I am talking about learning how to study a problem, model it properly and then design an end to end system.
I am aware of guides like teachyourselfCS for someone who is a developer or programmer already. But has anyone really benefited from those guides?
If you were in this kind of a situation which books and or hobby projects have really helped you?
You started understanding programming languages much easier and better and were able to structure solutions in more elegantly and efficiently in code.
What workflow or method do you follow to learn those subjects? Suppose you have varied interests not just on the superficial level. You want to go deep in studying and understanding those topics.
Do you study more than one subject at a time? Or do you intensely study one at a time?
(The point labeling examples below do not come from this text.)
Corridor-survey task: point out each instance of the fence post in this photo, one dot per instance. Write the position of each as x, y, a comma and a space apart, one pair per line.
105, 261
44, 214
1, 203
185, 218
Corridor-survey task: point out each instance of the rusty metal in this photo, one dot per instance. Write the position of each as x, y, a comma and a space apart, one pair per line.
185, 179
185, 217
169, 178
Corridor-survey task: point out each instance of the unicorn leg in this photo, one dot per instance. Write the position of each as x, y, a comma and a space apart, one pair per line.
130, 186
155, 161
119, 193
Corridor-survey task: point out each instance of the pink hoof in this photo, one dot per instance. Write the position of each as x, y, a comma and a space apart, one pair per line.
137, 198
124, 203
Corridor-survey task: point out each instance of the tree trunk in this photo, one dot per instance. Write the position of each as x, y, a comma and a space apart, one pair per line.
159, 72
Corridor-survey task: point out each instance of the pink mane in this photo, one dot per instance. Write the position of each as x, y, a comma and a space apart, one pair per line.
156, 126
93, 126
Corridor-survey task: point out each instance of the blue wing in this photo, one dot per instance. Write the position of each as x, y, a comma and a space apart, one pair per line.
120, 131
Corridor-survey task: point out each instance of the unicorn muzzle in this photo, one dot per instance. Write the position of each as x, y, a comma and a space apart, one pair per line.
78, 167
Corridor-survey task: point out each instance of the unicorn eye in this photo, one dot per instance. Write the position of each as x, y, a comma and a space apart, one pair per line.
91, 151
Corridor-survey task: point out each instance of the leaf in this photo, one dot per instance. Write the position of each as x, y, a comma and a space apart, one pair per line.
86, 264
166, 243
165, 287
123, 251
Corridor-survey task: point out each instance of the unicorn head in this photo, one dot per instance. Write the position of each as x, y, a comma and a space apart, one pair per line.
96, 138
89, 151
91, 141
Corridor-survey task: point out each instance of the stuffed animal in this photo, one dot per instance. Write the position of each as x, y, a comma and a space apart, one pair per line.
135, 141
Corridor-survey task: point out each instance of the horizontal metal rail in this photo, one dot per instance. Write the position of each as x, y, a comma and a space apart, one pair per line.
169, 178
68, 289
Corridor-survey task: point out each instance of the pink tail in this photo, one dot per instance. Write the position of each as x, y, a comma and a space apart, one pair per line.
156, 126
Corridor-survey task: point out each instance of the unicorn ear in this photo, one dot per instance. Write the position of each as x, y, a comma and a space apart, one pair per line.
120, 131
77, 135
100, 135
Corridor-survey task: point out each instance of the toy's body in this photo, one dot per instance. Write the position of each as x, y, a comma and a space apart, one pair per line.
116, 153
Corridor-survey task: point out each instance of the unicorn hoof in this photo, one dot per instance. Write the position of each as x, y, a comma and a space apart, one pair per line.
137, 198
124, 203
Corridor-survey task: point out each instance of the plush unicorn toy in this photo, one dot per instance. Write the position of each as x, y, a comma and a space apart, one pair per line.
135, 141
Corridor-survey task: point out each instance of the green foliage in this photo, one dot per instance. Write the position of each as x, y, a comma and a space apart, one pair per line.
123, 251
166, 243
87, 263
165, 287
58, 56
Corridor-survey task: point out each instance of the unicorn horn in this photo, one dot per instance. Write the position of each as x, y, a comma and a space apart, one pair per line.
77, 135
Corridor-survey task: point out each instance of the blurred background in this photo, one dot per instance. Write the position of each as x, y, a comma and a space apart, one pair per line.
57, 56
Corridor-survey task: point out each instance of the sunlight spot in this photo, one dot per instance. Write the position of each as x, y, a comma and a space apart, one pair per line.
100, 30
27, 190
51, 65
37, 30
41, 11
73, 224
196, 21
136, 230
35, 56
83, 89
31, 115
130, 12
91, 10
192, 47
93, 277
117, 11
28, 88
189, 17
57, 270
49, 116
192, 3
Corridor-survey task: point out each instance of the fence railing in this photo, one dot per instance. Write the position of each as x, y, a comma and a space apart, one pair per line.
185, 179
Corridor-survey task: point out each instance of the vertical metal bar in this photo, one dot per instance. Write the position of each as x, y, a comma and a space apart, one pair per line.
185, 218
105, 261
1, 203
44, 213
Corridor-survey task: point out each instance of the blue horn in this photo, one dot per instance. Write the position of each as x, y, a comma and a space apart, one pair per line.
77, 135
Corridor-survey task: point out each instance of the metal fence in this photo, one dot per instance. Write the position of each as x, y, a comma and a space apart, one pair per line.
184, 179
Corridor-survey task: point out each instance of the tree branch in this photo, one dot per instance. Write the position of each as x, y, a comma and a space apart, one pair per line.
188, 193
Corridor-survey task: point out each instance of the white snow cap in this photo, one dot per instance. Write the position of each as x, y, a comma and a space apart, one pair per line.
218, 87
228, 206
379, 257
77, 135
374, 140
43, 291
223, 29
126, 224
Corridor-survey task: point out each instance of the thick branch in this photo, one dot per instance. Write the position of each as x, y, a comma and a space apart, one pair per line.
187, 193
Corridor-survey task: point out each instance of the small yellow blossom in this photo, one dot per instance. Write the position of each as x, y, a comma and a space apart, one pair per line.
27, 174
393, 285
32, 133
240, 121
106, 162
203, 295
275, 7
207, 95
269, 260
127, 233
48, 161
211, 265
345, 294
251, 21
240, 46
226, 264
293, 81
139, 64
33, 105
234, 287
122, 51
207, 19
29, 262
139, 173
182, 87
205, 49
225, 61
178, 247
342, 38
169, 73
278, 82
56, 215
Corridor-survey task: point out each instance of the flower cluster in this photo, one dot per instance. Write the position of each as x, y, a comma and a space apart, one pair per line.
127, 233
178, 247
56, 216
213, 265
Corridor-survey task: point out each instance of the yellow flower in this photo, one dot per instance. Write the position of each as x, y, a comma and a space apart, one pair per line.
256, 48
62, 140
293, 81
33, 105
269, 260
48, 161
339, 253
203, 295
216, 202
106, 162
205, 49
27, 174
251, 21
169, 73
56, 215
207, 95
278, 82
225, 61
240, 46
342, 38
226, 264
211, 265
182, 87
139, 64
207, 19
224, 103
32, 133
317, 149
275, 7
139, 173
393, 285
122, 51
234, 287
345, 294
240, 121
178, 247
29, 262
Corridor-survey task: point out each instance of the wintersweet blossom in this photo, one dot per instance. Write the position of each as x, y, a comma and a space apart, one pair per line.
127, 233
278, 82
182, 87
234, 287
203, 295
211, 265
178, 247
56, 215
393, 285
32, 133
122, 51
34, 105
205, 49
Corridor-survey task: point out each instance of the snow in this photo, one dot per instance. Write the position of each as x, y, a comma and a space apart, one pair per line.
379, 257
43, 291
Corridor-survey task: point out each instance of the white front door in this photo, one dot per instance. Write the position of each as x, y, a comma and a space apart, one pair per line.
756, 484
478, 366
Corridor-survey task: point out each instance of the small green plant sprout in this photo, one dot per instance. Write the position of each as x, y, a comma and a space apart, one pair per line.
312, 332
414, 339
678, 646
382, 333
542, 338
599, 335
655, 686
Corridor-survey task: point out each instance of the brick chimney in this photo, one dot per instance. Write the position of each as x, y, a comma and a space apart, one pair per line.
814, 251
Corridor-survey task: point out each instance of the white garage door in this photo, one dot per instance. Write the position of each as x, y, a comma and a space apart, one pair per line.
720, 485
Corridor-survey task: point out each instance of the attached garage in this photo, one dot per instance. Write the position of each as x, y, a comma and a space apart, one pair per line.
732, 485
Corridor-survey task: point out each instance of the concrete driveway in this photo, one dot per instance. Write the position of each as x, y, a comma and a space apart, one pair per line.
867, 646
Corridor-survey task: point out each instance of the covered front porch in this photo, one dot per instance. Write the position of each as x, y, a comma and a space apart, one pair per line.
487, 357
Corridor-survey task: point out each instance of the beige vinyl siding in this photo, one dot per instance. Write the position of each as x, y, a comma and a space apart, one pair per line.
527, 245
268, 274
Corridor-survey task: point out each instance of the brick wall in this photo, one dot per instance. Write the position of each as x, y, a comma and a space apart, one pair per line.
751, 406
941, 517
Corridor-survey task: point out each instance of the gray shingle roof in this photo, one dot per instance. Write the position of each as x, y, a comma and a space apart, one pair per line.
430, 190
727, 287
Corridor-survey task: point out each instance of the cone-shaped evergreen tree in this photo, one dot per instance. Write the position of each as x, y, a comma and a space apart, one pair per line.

Do you write things down or make detailed notes?
How many topics and subjects have you studied that way?
Similar things happen with novice programmers when they start out.
Then they read a beautiful codebase which they can fully understand and replicate, or build a project from scratch, or read a book or take a class on a subject. And their confidence is tremendously boosted thereafter.
What was it for you? How did you gain this confidence to take the first step from being a tinkerer to being a skilled craftman?
I have calculus and some matrix algebra (not proof based linear algebra) background and I can program well.
Is there any guide equivalent to teachyourself CS but for machine learning and deep learning?
If not, then can you suggest open courses (preferably with assignments) or books from where I can learn both the required math and machine learning?